Abstract

AbstractHigh‐pressure (HP) granulites provide telling records of mineral reactions at upper mantle to lower crustal levels and key information on the fate of material in subduction systems. The latter especially applies when they abut eclogite and mantle dunite because such rock associations are crucial for understanding the incompletely known processes at the interface of converging plates. A continental arc, active c. 520–395 Ma ago, formed an enigmatic example of such a rock association in the Songshugou area, Qinling Orogen. To unravel the juxtaposition of the distinct rocks, this study combines petrography, phase equilibria modelling, conventional thermobarometry, and zircon U–Th–Pb–Ti–REE analysis. Two mafic HP granulites, which contain the mineral assemblages garnet–clinopyroxene–plagioclase–rutile–mesoperthite–quartz and garnet–clinopyroxene–plagioclase–rutile, experienced peak metamorphic conditions of ≤1.4 GPa, 860°C and ~1.3 GPa, ≥910°C, respectively. During decompression and cooling, at 489 ± 4 Ma, amphibole lamellae unmixed from a clinopyroxene solid solution and orthopyroxene in part replaced garnet. A felsic HP granulite shows equilibration of garnet, perthite, antiperthite, kyanite, quartz, and rutile at 810–860°C, ~1.2 GPa, sillimanite growth during decompression, and upper amphibolite facies cooling at 510 ± 4 Ma.

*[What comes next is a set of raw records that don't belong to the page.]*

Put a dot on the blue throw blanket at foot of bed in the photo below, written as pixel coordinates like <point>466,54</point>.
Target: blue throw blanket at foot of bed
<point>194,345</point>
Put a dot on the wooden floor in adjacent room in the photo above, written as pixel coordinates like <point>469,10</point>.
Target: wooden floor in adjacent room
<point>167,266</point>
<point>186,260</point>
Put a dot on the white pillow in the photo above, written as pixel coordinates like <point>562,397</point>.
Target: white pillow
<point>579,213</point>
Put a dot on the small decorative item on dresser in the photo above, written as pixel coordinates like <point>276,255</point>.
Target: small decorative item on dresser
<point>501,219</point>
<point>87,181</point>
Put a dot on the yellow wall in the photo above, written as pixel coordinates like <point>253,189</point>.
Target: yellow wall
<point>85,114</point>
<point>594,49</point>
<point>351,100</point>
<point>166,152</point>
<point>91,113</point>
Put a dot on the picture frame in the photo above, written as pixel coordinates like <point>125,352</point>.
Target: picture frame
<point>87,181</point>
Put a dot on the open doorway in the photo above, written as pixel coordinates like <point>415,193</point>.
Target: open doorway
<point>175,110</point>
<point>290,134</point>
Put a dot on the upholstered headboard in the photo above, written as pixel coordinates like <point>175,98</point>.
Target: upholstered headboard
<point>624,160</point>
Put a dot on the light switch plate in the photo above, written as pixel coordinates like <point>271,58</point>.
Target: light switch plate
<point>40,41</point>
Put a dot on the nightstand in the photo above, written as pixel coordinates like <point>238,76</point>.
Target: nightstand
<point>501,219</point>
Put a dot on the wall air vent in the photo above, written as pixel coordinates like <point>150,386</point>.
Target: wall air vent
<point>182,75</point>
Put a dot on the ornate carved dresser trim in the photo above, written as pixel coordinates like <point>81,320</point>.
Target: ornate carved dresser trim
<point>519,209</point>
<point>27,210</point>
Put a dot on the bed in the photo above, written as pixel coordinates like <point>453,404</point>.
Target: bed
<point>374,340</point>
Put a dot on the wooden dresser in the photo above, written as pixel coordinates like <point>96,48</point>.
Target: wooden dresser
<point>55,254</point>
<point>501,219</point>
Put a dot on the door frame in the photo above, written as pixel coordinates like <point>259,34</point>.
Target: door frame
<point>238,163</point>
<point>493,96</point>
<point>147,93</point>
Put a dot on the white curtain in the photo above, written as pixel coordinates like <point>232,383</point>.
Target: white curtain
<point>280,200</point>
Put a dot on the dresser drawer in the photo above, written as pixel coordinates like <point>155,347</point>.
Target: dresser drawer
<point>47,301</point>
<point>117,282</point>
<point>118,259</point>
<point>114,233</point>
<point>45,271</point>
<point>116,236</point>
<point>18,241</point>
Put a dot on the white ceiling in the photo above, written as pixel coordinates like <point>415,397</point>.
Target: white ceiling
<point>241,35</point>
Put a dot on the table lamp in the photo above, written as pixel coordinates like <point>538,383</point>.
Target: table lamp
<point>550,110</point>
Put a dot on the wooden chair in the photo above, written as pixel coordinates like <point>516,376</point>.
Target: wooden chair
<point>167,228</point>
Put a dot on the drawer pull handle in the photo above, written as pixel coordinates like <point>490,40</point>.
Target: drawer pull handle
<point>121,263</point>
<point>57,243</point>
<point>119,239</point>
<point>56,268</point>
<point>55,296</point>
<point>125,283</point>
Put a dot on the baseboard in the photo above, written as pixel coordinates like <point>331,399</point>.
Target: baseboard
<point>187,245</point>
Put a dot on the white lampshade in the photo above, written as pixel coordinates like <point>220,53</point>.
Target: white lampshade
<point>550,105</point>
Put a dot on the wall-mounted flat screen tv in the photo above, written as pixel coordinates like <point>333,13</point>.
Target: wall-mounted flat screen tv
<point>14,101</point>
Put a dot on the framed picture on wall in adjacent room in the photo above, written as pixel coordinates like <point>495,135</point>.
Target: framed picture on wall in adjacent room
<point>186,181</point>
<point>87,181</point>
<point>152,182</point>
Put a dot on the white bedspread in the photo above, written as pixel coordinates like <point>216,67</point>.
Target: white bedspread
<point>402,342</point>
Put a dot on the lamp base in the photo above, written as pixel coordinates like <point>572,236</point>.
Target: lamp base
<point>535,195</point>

Though the thermobarometric data are just within the methodological errors, the U/Pb zircon ages imply the HP granulites did not evolve coherently. The HP granulites either represent foundered lower arc crust or originated from subduction erosion because their geochemistry is indistinguishable from that of the hanging‐wall plate. Published and new pressure–temperature–time–deformation paths converge at ~710°C, ~0.9 GPa, and ≲470 Ma, implying exhumation tectonics juxtaposed the HP granulites with a mélange of eclogite and mantle dunite at lower crustal levels. This study highlights that lower arc crust can comprise material of diverse evolution.